It is not compulsory to have a birth plan but it is useful if you have particular ideas as to how you would like your delivery to be conducted and especially if you have special requests (e.g. no epidurals, no episiotomy if possible, warm tub for pain relief, aromatherapy candles, certain music to be played in your delivery room, husband to cut the cord, intermittent monitoring of the baby, ability to ambulate and not to be completely bedbound).
Yes, more and more of my patients are coming up with birth plans. In most cases, I find that what my patients have requested for is pretty much what I practice as my standard protocol for delivery anyway.
Actually I encourage all of my patients to discuss their birth plans way before their delivery so that from a very early stage I already have a clear understanding on how their delivery is to be conducted.
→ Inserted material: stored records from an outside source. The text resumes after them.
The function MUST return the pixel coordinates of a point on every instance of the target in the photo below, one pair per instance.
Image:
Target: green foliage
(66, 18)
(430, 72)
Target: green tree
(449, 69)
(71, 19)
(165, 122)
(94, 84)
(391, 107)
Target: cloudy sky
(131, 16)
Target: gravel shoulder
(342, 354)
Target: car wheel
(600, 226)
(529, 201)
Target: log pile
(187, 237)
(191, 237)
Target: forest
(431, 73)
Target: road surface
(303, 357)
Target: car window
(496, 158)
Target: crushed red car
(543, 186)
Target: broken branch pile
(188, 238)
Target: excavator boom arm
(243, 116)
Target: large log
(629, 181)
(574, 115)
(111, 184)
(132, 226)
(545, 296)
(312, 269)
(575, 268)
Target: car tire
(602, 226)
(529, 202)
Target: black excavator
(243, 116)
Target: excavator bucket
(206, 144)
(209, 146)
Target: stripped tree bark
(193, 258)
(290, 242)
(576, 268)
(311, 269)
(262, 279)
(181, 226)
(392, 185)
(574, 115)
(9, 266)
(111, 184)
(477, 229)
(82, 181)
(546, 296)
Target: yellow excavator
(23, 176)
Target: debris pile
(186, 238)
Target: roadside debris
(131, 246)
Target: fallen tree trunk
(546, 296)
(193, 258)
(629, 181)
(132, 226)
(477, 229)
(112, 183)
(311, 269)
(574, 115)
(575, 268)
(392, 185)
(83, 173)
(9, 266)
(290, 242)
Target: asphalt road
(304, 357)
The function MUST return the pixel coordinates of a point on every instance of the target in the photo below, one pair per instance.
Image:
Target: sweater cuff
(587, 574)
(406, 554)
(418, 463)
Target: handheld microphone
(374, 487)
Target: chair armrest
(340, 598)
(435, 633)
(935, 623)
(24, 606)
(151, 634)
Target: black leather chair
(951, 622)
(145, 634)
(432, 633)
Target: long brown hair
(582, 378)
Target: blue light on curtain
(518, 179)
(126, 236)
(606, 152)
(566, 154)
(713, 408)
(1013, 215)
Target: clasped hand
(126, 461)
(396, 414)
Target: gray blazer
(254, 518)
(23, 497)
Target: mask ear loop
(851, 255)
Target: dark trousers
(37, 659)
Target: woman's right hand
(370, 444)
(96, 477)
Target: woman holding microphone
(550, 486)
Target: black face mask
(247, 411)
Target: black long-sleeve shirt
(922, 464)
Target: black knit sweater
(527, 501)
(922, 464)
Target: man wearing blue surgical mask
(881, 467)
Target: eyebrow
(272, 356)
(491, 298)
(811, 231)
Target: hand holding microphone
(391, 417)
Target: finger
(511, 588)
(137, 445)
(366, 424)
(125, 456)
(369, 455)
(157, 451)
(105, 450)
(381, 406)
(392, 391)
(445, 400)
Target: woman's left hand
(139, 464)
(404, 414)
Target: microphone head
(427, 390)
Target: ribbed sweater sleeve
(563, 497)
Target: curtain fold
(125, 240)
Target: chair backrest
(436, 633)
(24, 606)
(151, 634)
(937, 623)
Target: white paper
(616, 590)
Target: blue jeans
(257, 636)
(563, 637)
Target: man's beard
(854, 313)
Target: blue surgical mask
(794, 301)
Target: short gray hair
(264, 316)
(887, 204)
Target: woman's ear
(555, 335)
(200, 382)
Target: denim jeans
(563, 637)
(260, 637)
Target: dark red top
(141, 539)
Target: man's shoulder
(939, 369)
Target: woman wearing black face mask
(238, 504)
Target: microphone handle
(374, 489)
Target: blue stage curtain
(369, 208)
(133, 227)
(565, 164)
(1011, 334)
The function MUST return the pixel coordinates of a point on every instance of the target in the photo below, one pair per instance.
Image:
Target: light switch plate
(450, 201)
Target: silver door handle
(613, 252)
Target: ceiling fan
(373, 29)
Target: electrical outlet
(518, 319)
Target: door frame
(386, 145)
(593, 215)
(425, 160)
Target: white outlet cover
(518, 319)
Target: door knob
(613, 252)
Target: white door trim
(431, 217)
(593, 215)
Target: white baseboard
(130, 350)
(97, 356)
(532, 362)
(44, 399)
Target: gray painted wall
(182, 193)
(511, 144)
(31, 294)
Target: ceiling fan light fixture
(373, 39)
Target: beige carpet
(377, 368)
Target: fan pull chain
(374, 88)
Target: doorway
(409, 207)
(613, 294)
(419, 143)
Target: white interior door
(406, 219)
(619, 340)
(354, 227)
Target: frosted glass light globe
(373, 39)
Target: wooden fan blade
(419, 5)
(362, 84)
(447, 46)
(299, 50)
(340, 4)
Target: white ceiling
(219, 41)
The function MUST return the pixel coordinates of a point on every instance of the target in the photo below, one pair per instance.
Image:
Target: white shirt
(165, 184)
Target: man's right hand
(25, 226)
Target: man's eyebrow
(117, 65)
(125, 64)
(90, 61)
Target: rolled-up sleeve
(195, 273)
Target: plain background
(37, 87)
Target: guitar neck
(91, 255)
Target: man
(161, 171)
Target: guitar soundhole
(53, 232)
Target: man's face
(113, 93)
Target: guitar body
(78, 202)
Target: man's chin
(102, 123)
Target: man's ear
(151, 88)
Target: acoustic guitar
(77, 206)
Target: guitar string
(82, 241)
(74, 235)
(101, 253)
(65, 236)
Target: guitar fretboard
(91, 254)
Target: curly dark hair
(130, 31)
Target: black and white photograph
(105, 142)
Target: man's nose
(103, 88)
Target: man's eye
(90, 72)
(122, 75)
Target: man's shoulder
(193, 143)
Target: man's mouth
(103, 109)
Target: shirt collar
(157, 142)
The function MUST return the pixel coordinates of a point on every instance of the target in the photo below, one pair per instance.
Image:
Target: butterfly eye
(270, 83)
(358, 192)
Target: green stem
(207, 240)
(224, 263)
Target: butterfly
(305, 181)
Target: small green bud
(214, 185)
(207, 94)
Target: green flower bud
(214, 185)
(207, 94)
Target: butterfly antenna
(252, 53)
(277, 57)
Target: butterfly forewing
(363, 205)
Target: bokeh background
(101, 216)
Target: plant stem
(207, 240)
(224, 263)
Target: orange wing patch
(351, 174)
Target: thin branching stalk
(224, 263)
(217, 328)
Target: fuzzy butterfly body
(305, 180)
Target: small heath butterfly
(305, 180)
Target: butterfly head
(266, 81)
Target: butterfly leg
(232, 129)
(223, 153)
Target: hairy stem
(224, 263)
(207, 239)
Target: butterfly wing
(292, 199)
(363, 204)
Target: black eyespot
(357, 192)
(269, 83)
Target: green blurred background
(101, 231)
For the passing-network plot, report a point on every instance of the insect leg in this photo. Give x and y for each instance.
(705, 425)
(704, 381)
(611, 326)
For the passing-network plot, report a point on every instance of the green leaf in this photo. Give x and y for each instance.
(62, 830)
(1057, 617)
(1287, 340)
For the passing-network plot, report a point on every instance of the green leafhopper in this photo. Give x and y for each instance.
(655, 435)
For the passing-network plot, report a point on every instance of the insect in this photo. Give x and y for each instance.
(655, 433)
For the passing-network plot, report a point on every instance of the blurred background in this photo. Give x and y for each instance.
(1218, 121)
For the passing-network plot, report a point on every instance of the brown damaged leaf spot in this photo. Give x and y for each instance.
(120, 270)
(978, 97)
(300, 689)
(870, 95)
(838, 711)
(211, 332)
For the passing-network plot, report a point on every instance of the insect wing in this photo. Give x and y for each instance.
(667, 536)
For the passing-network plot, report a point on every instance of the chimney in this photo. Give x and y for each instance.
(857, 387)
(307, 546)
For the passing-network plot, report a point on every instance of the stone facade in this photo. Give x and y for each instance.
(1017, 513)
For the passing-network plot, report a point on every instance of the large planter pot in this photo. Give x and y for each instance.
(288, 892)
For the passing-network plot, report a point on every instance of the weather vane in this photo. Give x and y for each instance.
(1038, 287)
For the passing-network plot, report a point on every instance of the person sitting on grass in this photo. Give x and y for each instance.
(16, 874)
More importantly, it gives me plenty of time to make the necessary arrangements. After discussing the birth plan with my patient and her husband, I will send the birth plan to the hospital that she has booked for her delivery so that the hospital and midwives are all aware of my patient’s expectations, and anything that the hospital cannot accommodate can be addressed early and alternative arrangements can then be made.
It doesn’t really matter how long your birth plan is as long as it is clear and fulfills all your requests. Every pregnancy is a unique experience, so birth plans should be individualized to the mother’s needs.